But nobody so much as noticed this central theme [madness and breakdown], because the book was instantly belittled, by friendly reviewers as well as by hostile ones, as being about the sex war, or was claimed by women as a useful weapon in the sex war.
I don’t see this. If there was a sex war in London in the late 1950s, Anna Wulf and her friends were mostly losing it. Perhaps if I had read The Golden Notebook when it was first published I would have experienced it differently. After all, my own consciousness was different then. Now, I see the very title of the novella, Free Women, as ironic. They are not free, but constantly seeking sex or love — I’m not sure which and neither are they — and seeing themselves through the eyes of men.
I think what struck the reviewers in 1962 was that Lessing recognized the conflict (war?) inherent in the social relations between men and women. She picks up very acutely on tensions and how they are negotiated:
She spoke with confidence; but now that the men did not reply–and she felt their tolerance of her, she grew uneasy and appealed: ‘I’m not saying it right, but you see what I mean…’ Because she had appealed, the men were restored, and Willi said benevolently: ‘Of course you say it right. Anyone as beautiful as you can’t say it wrong.
There, there, little girl. You did your best! Anna continues to be perplexed how to handle her relationship with men:
What is terrible is that when every one of the phases of my life is finished, I am left with no more than some banal commonplace that everyone knows: in this case, that women’s emotions are all still fitted for a kind of society that no longer exists. My deep emotions, my real ones, are to do with my relationship with a man. One man…. I am always coming to the conclusion that my real emotions are foolish, I am always having, as it were, to cancel myself out.

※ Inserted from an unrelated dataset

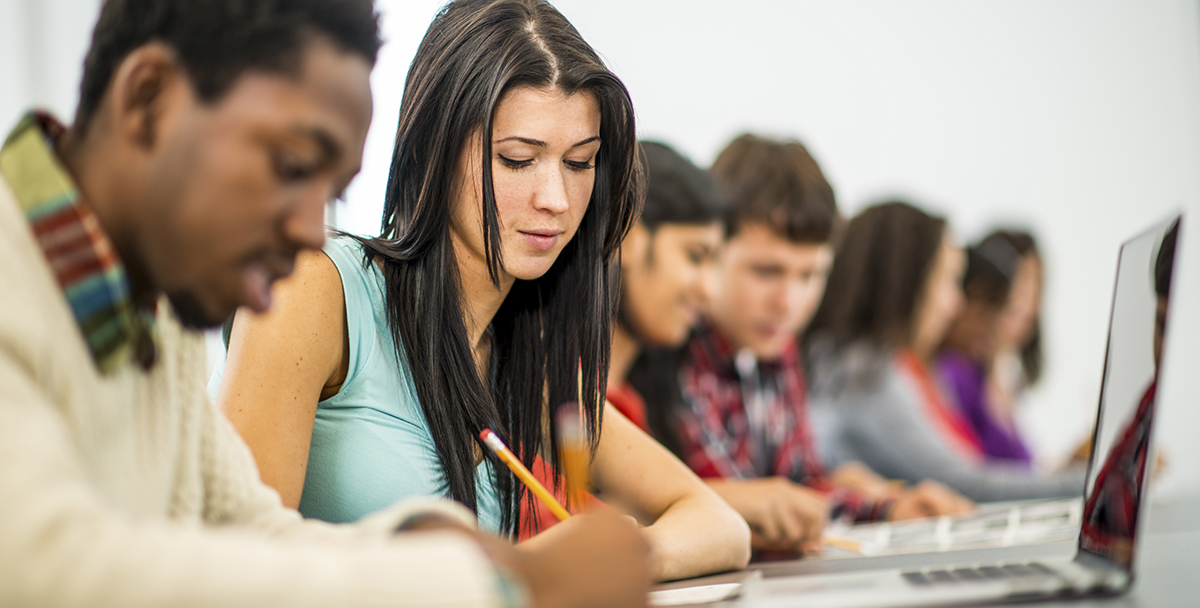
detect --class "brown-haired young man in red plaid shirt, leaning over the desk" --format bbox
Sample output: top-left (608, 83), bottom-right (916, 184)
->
top-left (630, 134), bottom-right (966, 552)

The theme of the reality of emotions is certainly as important in The Golden Notebook as that of madness and breakdown. Again and again, Anna tries to define herself as a “real woman” and to appraise each lover as a “real man.” It gets tiresome.
In the final sections of the book, as Anna and her American lover descend together into madness, Lessing seems to be seeking a unity that lies outside of the gender conflicts. Anna feels she can be one with Saul and think his thoughts. At the same time, she debases herself, seeking his approval and trying to earn his occasional warmth. It is not entirely believable.
So is a “free woman” necessarily so conflicted, condemning her own emotions and edging toward madness? Not in my experience, thank God, but it is Anna Wulf’s experience as she struggles to become free.